County Manager Column from July 7, 2020

This column was originally published as a "From the County Manager" column on our employee intranet

Charting a course for economic competitiveness and inclusion

This morning our commissioners — acting as Ramsey County’s Housing and Redevelopment Authority — held a very eye-opening workshop about the role of housing in economic competitiveness and inclusion. Following our Strategic Priority — Comprehensive Economic Development to Build Prosperity — today’s conversation serves as an important step in moving forward alongside our community to implement a vision plan with actions that address current and future needs for affordable housing and reducing racially-based economic disparities in Ramsey County.   

A presentation by our Community & Economic Development department and a number of partners is the result of months of research, data collection and conversation with community. Drawing on the respective expertise of the partners, the presentation provides a comprehensive look at housing in Ramsey County as well as a fiscal health analysis based on property taxes and values. The presentation also begins to identify policy options to leverage efforts underway (such as our post-COVID-19 recovery efforts) and the strength of partnerships that emphasize affordable housing development centered around equity and economic inclusion. Future presentations to the board will focus on other aspects of the plan: job growth; wealth building; and placemaking.

This may all sound pretty wonky, but trust me, the presenters do an excellent job of bringing this together in a way that involves storytelling and images that make it easy to follow. In a nutshell, we have some urgent work to do as a community to address racial disparities with respect to housing access.

I strongly encourage you to watch the presentation for yourself – it’s about 60 minutes long. If you can’t finish it in one sitting, it’s worth revisiting to understand just how this work ties to efforts in every part of our organization – across all Service Teams and departments in one way or another.

Watch the presentation and discussion

If you’re not convinced – here are some details from the presentation that you may be unfamiliar with:

  • Nearly 34,000 of Ramsey County's households live at less than 30% of the average median income – that’s less than $30,000 for a family of four. More than 60% of all Indigenous households in Ramsey County meet this definition, as well as 38% of our African American households. 84% of all households at this income tier pay more than 30% of their income for housing – often making it difficult to afford housing and food, clothing, transportation and medical care (this is referred to as "cost burden").  
  • Among Ramsey County’s cities, average home values are lowest in Mounds View, North St. Paul and Lauderdale, and dramatically highest in North Oaks – with a difference of more than $400,000 according to census figures through 2018. The same figures show that median rent is dramatically higher in Arden Hills than the rest of our cities – at an average monthly rent of about $1,600, that’s more than 1.6 times higher than St. Anthony, Vadnais Heights or Roseville and about 1.8 times higher than Saint Paul. The median rent in Ramsey County was at about $970. Additionally, through 2019, rents across Ramsey County were increasing by 8-10% or more.
  • In Ramsey County, we currently have a gap of 15,000 rental units at the price point affordable by our families earning less than 30% of average median income. Creation of affordable housing is significantly lagging both current and future demand based on regional population forecasts.
  • The legacy of redlining practices and racial covenants of the early 20th century continue to have clear negative economic impacts today on many neighborhoods – particularly in Saint Paul. This Pioneer Press article from about a year ago explains this practice.
  • Every county in the Twin Cities metro (except Ramsey County) has utilized some type of separate levy authority through development authorities to support some or all of its economic development programs including for affordable housing support. 
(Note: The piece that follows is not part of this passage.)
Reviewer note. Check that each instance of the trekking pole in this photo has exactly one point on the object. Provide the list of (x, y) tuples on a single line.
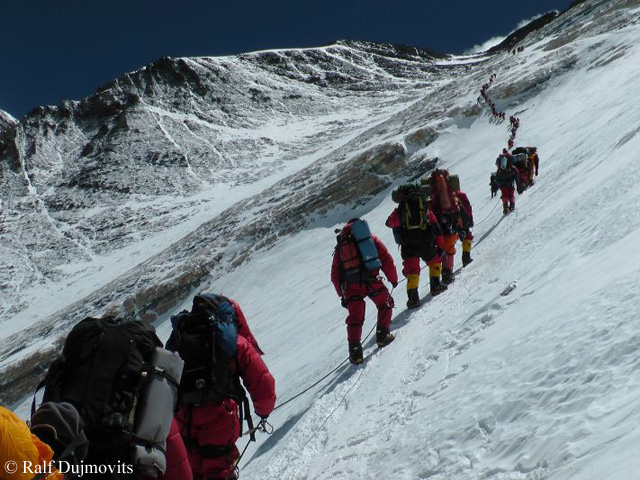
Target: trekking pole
[(263, 426)]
These are just a few of the facts and hard truths that we face as we build a community-centered and informed economic development plan that uses our organizational resources, strategies, programs and commitment to our vision of a community where all are valued and thrive.      

The good news is that the presentation and subsequent conversation lay out well-reasoned, data-driven and realistic options for the way forward. Please watch the video for yourself for the details, but — spoiler alert! — they focus on:

  • Improving and preserving affordable rents and home prices.
  • Addressing racial disparities among those who are most cost-burdened.
  • Increasing the amount and type of housing options for lowest-income families.

Thanks to Community & Economic Development for their leadership in this area — both within our organization and in the broader region building valuable partnerships and our credibility. It’s been less than two years since our organization has invested in the addition of the director-level position to this department and we thank Kari Collins and her team — as well as our partners — for all their hard work that has brought us a long way in a short time.